Enfin, le jeu permet la cohérence. A la micro-échelle, il devient le fil conducteur d’un
chapitre : ainsi au chapitre 22, ce sont deux-cent dix-sept jeux qui sont énumérés par
Rabelais sur autant de lignes. Le jeu réalise aussi l’unité entre les personnages : jeu entre
Gargantua dans son adolescence et ses servantes au chapitre XI, connivence entre le héros
et le lecteur (averti dès le titre du chapitre que les chevaux sont « factices ») fondée sur le
jeu de Gargantua avec ses chevaux de bois au chap. 12. De même, le jeu se révèle un biais
efficace pour se rallier la bienveillance du lecteur en posant comme préalable l’acceptation
du merveilleux et de l’invraisemblable, autant dire le pouvoir de la fiction : au chap.16, il
s’agit en effet de déformer sans vergogne la vérité historique et géographique : quand
Gargantua invente le nom de « Beauce », l’explication est tirée par les cheveux qu’on
comprend qu’elle n’a de vertu que le rire visant à se rallier le lecteur.
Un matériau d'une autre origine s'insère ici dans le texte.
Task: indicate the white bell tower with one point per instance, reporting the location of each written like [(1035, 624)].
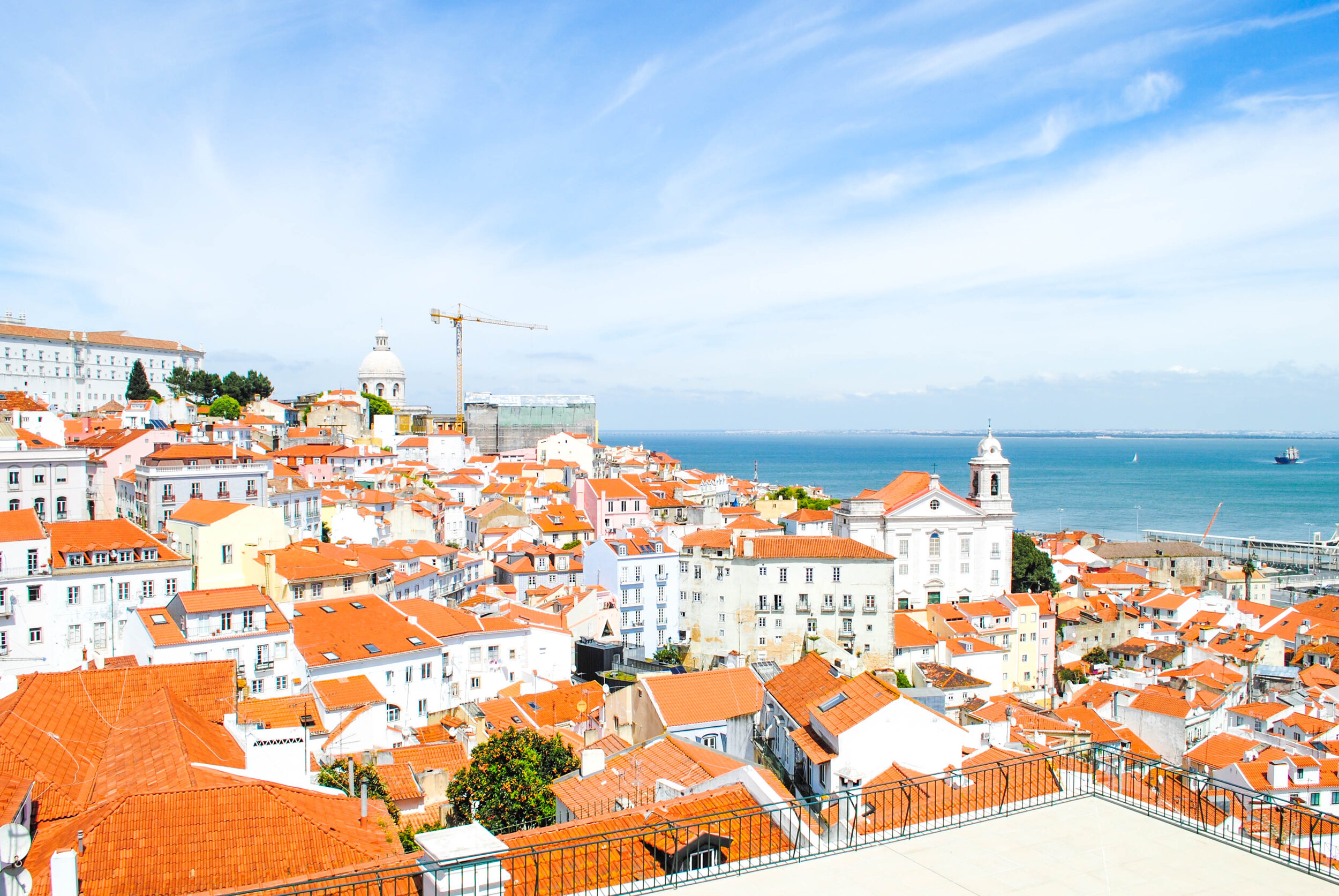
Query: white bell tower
[(990, 477)]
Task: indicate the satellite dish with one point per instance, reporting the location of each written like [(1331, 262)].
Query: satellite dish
[(15, 882), (15, 843)]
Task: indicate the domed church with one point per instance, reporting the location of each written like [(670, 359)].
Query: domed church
[(382, 374)]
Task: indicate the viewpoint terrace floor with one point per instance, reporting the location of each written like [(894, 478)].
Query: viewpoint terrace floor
[(1080, 848)]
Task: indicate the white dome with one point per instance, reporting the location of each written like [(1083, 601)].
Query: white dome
[(990, 445), (382, 367)]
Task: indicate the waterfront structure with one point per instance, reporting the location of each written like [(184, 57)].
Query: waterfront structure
[(513, 422), (78, 370), (949, 548)]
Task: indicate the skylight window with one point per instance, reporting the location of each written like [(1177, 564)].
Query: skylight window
[(831, 704)]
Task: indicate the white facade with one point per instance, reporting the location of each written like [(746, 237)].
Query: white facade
[(51, 481), (78, 371), (646, 587), (382, 374), (949, 548)]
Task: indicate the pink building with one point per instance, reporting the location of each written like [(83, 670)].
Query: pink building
[(611, 506)]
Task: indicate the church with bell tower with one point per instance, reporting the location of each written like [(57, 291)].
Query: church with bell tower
[(946, 547)]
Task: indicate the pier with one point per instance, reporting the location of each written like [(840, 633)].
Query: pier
[(1315, 556)]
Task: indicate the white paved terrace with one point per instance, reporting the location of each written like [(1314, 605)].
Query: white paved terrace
[(1078, 848)]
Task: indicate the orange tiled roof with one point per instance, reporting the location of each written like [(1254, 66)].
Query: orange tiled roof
[(346, 633), (801, 683), (864, 696), (20, 525), (189, 840), (344, 693), (201, 512), (55, 726), (705, 697)]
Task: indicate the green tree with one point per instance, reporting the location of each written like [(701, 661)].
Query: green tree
[(667, 656), (377, 405), (1032, 568), (336, 776), (1096, 657), (507, 784), (225, 406), (259, 386), (178, 381), (1073, 675), (140, 390)]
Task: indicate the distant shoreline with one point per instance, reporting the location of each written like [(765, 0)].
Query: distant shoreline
[(1059, 434)]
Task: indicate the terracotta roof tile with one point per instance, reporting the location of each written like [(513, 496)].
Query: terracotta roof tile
[(705, 697)]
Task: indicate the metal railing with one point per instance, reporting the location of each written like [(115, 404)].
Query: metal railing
[(634, 852)]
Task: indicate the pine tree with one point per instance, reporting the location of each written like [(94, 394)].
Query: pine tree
[(140, 387)]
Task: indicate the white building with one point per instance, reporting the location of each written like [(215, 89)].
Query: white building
[(365, 635), (949, 548), (79, 371), (382, 374), (76, 589), (483, 656), (51, 481), (764, 597), (240, 624), (643, 573)]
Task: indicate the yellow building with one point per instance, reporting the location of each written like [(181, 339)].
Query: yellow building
[(224, 540)]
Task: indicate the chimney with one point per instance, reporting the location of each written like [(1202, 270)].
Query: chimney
[(65, 872), (592, 761)]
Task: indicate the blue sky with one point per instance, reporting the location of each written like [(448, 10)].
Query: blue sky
[(784, 215)]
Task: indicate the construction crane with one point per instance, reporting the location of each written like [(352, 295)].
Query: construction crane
[(458, 319)]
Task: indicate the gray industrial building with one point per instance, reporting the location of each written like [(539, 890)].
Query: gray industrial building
[(512, 422)]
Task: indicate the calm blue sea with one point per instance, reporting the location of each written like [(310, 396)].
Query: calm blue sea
[(1176, 483)]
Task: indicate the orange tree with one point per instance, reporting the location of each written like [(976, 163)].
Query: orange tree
[(507, 784)]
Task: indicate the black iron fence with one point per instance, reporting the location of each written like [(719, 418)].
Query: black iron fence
[(726, 833)]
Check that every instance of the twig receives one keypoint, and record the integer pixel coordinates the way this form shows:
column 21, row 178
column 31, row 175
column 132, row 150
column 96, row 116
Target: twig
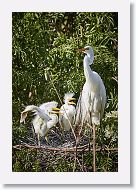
column 94, row 150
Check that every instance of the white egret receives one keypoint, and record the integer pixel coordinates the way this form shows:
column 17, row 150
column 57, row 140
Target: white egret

A la macro-échelle, le jeu de faire l’unité entre les cinquante-huit chapitres et de donner la
véritable signification de ce roman foisonnant : unité entre le début et la fin, tant est si bien
que le prologue du roman débute par le jeu des poupées russes (avec les silènes, les petites
boites peintes à ouvrir) et se conclut par une énigme. Effet-miroir aussi entre le chap. 22
(« les jeux de Gargantua »), les activités ludiques décrétées par Ponocrates (chap. 23,
mention des « jeu de paume ») et les jeux des Thélémites (« jeux ce paume et de ballon »)
au chap. 45, preuve que l’idéal était déjà là en germe, dans le foyer familial de Gargantua.
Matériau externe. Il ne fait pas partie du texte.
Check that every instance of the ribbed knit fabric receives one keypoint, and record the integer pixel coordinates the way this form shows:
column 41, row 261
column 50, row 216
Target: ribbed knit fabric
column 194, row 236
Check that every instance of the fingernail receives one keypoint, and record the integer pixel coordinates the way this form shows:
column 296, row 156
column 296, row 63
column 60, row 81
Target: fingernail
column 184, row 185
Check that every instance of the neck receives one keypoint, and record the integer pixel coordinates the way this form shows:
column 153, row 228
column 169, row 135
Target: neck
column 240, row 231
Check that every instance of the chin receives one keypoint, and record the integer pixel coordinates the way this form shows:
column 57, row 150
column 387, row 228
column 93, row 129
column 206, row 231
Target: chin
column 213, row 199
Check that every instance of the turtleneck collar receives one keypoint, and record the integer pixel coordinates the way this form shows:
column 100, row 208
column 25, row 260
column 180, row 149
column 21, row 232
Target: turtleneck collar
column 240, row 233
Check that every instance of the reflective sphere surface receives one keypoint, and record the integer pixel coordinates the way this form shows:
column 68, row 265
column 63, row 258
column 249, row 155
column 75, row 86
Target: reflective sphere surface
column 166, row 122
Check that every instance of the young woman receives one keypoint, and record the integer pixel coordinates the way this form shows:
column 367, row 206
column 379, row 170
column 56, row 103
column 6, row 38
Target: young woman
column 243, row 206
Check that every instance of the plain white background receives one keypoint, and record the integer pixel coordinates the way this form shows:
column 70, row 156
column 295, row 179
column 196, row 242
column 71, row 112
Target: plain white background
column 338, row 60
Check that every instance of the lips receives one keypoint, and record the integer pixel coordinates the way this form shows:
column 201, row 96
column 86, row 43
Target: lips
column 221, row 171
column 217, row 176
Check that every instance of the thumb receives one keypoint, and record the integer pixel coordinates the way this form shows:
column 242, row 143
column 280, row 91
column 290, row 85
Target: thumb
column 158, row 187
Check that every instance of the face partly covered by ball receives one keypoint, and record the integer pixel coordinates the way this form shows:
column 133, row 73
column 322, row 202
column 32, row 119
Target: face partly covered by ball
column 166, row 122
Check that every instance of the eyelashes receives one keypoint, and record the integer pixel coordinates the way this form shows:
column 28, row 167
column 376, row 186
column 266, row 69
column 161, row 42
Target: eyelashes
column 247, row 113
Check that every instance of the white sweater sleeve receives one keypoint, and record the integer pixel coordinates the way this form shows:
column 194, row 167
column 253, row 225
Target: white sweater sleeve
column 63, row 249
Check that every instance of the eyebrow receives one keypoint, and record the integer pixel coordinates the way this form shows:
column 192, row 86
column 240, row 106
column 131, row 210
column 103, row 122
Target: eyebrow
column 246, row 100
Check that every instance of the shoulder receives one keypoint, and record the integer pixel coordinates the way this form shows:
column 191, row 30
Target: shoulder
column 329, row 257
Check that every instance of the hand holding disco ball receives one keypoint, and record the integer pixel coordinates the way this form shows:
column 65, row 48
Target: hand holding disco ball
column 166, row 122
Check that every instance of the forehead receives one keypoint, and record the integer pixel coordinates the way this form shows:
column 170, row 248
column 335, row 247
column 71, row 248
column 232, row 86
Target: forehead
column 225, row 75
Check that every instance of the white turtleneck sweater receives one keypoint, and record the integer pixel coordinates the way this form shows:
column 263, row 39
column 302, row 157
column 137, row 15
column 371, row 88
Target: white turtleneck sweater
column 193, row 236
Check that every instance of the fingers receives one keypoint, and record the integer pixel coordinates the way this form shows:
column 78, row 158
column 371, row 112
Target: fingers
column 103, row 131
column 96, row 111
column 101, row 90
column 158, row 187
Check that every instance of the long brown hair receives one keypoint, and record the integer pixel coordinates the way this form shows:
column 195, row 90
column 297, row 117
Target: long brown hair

Le véritable idéal, c’est la sphère privée et l’amour des siens, ce que révèle le jeu, fil
conducteur de cette ode au bonheur.

Le jeu n’est pas qu’un pur divertissement, ni une simple preuve de virtuosité lexicale
et culturelle chez Rabelais ; plus qu’un moyen, il se présente comme une fin et forme avec
la boisson et les arts de la table l’art de vivre rabelaisien, ouvrant la porte de la sagesse,
garantissant la sécurité et ouvrant la voie au bonheur.
Jusqu’au bout, Frère Jean, c’est-à-dire Rabelais dont il s’inspire tant, n’aura pas manqué
d’ironie : car dénoncer les « obscures paroles » au terme de cinquante-huit chapitres et
avant d’entamer un nouveau volume, constitue bien une ultime provocation au lecteur. Bien
malin qui peut dire si Rabelais, qui réduit toute la portée de son roman à un échange au jeu
de paume, se joue de nous ou joue avec nous ; on conclut la lecture du roman incapables
de dire ce que signifie l’énigme, autant dire en devant s’avouer hors-jeu… position de choix,
celle du dieu… du moraliste, ou du philosophe.